A federal ban on the sale of pistols to American adults under the age of 21 has been ruled unconstitutional by a U.S. appeals court. Newsmax reports:
A decades-old U.S. government ban on federally licensed firearms dealers selling handguns to adults under the age of 21 is unconstitutional, a U.S. appeals court held on Thursday, citing recent U.S. Supreme Court rulings expanding gun rights.
The ruling by the New Orleans-based 5th U.S. Circuit Court of Appeals marked the first time a federal appeals court has held that the prohibition violated the right to keep and bear arms enshrined in the U.S. Constitution’s Second Amendment.

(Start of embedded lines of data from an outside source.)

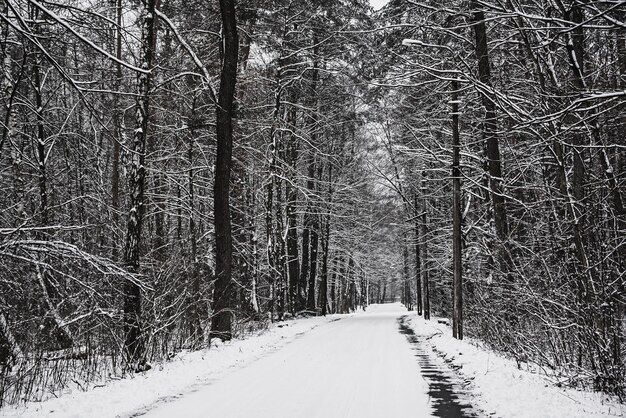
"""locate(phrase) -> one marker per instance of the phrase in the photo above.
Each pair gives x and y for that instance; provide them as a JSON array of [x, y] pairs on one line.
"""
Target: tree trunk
[[134, 346], [457, 317], [418, 260], [424, 251], [221, 321], [490, 126]]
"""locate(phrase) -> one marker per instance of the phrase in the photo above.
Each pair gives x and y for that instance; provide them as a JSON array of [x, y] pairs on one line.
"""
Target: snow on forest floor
[[352, 357], [184, 373], [500, 389]]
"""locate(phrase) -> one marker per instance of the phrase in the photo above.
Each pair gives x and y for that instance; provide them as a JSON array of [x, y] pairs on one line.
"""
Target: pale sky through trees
[[312, 208], [377, 4]]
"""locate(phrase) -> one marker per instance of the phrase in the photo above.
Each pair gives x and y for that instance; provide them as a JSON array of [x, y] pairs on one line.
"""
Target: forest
[[173, 172]]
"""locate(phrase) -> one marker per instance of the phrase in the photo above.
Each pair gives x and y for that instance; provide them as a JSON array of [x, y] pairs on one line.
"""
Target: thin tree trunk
[[221, 321], [117, 127], [418, 259], [457, 317], [134, 345], [424, 251], [494, 164]]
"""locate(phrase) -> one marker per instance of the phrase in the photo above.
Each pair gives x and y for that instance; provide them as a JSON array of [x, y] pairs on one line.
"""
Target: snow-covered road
[[359, 366]]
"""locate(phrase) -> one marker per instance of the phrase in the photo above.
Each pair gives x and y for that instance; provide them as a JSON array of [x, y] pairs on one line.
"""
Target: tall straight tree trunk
[[221, 321], [296, 299], [323, 291], [424, 251], [457, 282], [418, 260], [494, 164], [134, 345], [117, 126]]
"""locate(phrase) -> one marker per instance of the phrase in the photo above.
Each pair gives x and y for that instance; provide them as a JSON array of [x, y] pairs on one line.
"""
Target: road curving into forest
[[360, 366]]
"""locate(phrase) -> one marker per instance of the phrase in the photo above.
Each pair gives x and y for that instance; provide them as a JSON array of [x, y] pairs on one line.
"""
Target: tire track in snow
[[446, 386]]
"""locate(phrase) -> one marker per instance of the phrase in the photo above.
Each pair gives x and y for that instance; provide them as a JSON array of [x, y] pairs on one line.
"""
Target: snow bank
[[503, 390], [183, 374]]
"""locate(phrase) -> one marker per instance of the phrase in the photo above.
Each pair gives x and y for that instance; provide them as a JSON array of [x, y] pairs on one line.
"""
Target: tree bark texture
[[221, 321], [134, 344]]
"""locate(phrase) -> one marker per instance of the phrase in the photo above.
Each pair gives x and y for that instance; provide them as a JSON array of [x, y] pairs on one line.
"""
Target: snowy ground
[[500, 389], [335, 367], [183, 374]]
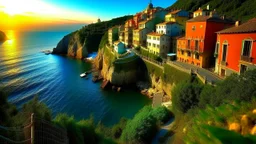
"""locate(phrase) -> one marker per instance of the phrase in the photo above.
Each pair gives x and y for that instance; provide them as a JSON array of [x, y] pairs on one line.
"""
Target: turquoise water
[[25, 72]]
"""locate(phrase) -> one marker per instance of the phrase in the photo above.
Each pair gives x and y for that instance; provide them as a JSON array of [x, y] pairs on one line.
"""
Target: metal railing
[[246, 58]]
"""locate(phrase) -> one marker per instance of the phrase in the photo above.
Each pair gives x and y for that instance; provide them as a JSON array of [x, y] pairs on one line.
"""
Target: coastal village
[[202, 40]]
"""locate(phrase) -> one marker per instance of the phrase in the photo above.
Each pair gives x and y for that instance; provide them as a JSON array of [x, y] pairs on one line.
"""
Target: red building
[[200, 40], [236, 49]]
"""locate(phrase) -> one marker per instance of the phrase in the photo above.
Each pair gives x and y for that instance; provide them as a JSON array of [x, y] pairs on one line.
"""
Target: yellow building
[[178, 16], [158, 44], [112, 35], [140, 37]]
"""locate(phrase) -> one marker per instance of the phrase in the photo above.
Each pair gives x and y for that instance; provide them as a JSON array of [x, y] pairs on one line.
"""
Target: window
[[193, 28], [217, 48], [243, 68], [224, 52], [197, 56], [196, 45], [189, 54], [247, 45]]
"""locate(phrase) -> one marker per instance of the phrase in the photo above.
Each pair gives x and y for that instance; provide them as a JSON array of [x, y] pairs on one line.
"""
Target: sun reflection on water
[[10, 51]]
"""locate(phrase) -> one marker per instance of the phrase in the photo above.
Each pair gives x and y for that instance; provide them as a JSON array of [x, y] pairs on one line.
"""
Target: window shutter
[[242, 51]]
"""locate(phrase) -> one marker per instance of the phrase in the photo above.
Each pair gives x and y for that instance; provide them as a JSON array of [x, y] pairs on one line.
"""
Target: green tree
[[186, 96]]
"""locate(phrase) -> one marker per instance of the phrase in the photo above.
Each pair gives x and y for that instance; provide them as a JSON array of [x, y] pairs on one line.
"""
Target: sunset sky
[[62, 14]]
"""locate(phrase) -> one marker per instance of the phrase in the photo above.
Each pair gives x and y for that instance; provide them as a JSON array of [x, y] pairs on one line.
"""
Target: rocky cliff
[[70, 45], [2, 36], [117, 74], [78, 44]]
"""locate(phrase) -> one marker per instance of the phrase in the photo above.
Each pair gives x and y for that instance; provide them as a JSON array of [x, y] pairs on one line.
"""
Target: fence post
[[32, 129]]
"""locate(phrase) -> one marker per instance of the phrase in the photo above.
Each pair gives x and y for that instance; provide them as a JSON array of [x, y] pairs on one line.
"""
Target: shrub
[[185, 96], [143, 127]]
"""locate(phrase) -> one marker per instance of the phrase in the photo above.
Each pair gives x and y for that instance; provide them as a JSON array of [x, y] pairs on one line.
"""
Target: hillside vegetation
[[86, 40], [236, 9]]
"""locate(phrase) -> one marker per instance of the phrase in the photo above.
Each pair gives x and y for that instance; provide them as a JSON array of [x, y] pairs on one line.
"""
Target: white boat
[[83, 75]]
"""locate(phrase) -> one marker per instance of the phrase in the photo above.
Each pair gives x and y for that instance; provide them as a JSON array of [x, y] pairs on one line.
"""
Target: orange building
[[236, 49], [200, 40]]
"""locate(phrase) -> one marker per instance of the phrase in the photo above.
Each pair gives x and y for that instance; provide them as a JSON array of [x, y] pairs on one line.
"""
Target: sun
[[14, 7]]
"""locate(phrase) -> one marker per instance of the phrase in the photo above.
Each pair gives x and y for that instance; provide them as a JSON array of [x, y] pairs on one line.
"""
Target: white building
[[169, 28], [158, 44]]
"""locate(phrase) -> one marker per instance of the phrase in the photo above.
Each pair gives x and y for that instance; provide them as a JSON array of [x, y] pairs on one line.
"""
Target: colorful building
[[140, 37], [200, 40], [113, 35], [158, 44], [178, 16], [201, 12], [236, 49], [119, 47], [169, 29], [121, 30], [128, 32]]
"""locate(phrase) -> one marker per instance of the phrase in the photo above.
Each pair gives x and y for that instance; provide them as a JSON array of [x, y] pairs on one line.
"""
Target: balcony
[[223, 63], [246, 58]]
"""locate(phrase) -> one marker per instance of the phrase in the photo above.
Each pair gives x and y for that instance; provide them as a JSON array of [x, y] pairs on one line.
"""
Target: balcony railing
[[246, 58], [224, 63]]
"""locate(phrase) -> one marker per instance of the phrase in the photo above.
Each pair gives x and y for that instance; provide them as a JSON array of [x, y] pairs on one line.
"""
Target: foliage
[[143, 127], [92, 34], [209, 124], [185, 96], [104, 41], [153, 69], [236, 9], [234, 87], [173, 75]]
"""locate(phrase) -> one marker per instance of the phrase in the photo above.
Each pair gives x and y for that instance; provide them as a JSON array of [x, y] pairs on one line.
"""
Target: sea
[[25, 72]]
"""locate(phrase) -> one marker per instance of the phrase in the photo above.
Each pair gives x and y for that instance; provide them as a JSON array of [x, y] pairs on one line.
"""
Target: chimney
[[208, 7], [223, 17], [237, 23]]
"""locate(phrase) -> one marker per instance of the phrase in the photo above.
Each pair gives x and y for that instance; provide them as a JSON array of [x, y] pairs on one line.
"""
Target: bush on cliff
[[185, 96], [143, 127]]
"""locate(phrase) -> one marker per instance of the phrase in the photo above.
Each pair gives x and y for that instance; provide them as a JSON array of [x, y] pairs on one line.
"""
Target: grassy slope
[[236, 9]]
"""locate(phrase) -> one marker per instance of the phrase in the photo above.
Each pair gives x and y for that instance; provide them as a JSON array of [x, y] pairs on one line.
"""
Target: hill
[[236, 9], [2, 36], [87, 39]]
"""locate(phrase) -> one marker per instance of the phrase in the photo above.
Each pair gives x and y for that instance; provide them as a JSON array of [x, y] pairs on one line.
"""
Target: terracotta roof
[[174, 12], [154, 34], [166, 23], [247, 27], [145, 21], [209, 19], [180, 37], [200, 10]]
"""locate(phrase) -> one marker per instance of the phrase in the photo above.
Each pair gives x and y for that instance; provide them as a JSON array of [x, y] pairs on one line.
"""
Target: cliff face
[[70, 46], [158, 85], [2, 36], [111, 72]]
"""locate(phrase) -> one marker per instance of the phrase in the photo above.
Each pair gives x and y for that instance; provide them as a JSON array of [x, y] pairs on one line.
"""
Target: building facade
[[236, 49], [169, 28], [119, 47], [113, 35], [140, 37], [158, 44], [200, 40]]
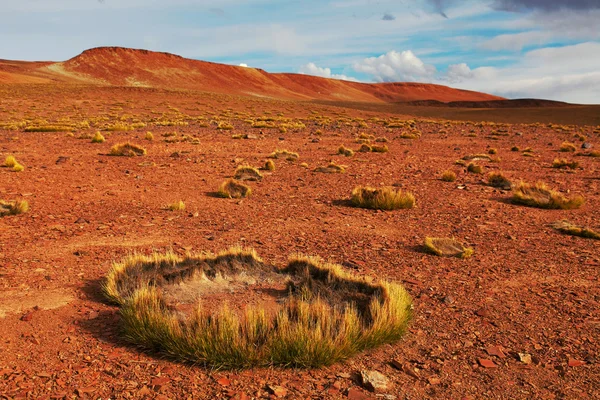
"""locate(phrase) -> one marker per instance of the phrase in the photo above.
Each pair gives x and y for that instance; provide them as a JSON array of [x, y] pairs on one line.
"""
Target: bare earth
[[527, 289]]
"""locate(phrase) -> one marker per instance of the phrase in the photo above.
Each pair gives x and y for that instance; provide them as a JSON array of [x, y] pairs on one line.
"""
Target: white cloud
[[313, 69], [395, 66]]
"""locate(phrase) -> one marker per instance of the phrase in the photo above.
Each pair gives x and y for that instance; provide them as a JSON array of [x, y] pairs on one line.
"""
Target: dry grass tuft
[[570, 229], [563, 163], [247, 173], [386, 198], [498, 180], [540, 196], [98, 138], [327, 316], [474, 168], [288, 155], [234, 190], [567, 147], [13, 207], [127, 150], [332, 168], [447, 247], [345, 151], [448, 176], [177, 206]]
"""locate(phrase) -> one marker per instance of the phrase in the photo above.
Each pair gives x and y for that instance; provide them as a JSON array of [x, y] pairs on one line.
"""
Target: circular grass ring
[[310, 313]]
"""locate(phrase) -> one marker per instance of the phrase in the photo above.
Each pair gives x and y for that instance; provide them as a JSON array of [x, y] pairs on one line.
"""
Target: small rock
[[525, 358], [374, 381]]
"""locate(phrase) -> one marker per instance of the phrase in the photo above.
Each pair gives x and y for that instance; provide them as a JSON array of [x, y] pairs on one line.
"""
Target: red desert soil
[[520, 319]]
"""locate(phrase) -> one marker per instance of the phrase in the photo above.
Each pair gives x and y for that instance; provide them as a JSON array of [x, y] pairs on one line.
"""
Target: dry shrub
[[563, 163], [386, 198], [13, 207], [247, 173], [327, 316], [498, 180], [234, 190], [540, 196], [127, 150], [570, 229], [448, 176], [447, 247], [567, 147]]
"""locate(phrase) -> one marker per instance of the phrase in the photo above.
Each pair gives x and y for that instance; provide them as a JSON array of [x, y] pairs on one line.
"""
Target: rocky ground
[[519, 319]]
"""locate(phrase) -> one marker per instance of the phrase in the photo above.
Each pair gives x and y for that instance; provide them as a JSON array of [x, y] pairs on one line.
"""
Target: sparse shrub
[[563, 163], [247, 173], [13, 207], [127, 150], [447, 247], [386, 198], [345, 151], [98, 138], [567, 147], [540, 196], [320, 322], [448, 176], [498, 180], [288, 155], [234, 190], [177, 206], [474, 168], [332, 168], [574, 230]]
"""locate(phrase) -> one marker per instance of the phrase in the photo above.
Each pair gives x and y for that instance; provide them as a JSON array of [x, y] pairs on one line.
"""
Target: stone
[[374, 381]]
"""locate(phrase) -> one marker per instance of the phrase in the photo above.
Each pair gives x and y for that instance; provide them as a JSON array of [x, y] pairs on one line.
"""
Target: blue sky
[[514, 48]]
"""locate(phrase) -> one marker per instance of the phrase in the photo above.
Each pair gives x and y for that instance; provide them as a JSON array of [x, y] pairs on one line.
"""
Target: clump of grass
[[379, 149], [332, 168], [269, 165], [98, 138], [498, 180], [177, 206], [563, 163], [247, 173], [233, 189], [365, 148], [540, 196], [448, 176], [13, 207], [447, 247], [566, 147], [345, 151], [127, 150], [327, 316], [474, 168], [288, 155], [386, 198], [570, 229]]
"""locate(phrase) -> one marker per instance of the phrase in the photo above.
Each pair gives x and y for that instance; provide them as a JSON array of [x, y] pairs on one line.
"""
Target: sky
[[546, 49]]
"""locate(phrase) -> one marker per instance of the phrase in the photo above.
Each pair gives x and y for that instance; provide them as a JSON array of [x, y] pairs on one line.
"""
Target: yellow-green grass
[[286, 154], [447, 247], [562, 163], [385, 198], [498, 180], [570, 229], [127, 150], [247, 173], [327, 316], [233, 189], [98, 138], [448, 176], [540, 196], [13, 207]]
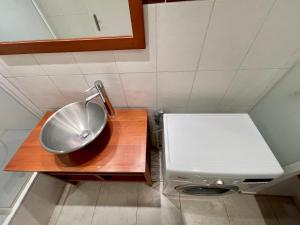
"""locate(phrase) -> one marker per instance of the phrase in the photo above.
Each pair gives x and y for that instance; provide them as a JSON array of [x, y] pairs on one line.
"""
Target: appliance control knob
[[219, 182]]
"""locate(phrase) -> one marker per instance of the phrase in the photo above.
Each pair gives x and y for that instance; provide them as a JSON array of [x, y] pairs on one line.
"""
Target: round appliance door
[[206, 190]]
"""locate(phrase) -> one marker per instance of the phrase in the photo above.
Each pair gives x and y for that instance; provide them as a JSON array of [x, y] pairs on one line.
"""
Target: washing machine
[[215, 154]]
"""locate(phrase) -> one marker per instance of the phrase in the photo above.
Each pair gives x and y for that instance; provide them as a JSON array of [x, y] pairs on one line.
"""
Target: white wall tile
[[72, 87], [210, 86], [21, 65], [3, 70], [278, 39], [249, 85], [155, 208], [40, 90], [58, 63], [140, 89], [174, 88], [181, 29], [198, 107], [141, 60], [249, 209], [96, 62], [113, 86], [232, 29]]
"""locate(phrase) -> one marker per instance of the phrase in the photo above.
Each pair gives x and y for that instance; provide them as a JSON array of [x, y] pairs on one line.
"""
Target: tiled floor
[[94, 203]]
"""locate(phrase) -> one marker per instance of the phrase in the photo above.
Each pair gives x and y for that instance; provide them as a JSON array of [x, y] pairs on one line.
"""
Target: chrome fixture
[[77, 124], [98, 85]]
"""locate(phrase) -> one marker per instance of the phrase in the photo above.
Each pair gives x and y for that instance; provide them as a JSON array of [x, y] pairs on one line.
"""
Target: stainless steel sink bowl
[[73, 127]]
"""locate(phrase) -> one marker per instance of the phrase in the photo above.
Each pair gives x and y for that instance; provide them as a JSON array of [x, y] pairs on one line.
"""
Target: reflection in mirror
[[24, 20]]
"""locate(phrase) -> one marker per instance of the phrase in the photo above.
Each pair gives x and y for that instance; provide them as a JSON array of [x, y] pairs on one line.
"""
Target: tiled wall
[[201, 56]]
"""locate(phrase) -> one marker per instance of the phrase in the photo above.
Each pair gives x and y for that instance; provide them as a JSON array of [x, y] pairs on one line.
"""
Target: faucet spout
[[98, 85], [90, 98]]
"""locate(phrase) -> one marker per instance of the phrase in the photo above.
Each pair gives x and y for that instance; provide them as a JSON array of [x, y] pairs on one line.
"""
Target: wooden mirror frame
[[137, 41]]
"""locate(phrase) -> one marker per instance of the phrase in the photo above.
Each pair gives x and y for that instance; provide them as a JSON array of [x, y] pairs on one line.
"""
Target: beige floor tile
[[80, 204], [154, 208], [116, 204], [203, 210], [285, 209], [249, 210]]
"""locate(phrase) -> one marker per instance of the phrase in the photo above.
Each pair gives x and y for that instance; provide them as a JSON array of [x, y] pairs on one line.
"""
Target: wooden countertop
[[120, 148]]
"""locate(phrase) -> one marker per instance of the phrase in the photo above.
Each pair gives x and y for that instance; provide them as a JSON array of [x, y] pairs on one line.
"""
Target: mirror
[[36, 26]]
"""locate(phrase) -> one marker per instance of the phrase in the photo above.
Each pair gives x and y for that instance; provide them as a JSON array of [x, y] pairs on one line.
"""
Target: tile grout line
[[69, 187], [156, 53], [256, 35], [180, 207], [200, 55], [137, 204], [58, 90], [245, 56]]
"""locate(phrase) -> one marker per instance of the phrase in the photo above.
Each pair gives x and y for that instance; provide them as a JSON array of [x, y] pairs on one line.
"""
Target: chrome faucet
[[98, 85]]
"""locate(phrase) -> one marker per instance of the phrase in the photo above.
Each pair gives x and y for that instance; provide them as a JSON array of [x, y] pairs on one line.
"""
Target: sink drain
[[84, 134]]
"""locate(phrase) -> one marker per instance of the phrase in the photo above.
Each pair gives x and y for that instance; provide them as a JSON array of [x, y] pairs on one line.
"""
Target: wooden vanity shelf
[[120, 153]]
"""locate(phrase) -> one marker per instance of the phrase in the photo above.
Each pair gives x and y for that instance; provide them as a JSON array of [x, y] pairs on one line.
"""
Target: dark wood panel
[[137, 41]]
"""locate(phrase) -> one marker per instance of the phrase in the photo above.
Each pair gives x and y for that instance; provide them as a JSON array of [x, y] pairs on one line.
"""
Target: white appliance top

The appeals court had previously upheld that same ban in 2012. But that was before the 6-3 conservative majority U.S. Supreme Court handed down a landmark ruling in 2022 that established a new test for assessing modern firearms laws.
In New York State Rifle & Pistol Association v. Bruen, the Supreme Court held that modern gun restrictions were required to be “consistent with this nation’s historical tradition of firearm regulation.”
The federal ban on sales to people under 21 was first adopted by Congress in 1968 as part of the Omnibus Crime Control and Safe Streets Act.
A group of individuals between the ages of 18 and 20 along with the gun rights groups the Firearms Policy Coalition and the Second Amendment Foundation challenged the ban in 2020 and was appealing a lower-court judge’s decision upholding the statutes.
U.S. Circuit Judge Edith Jones, writing for Thursday’s three-judge panel, said that decision was wrong, as the statutes were “unconstitutional in light of our Nation’s historic tradition of firearm regulation.”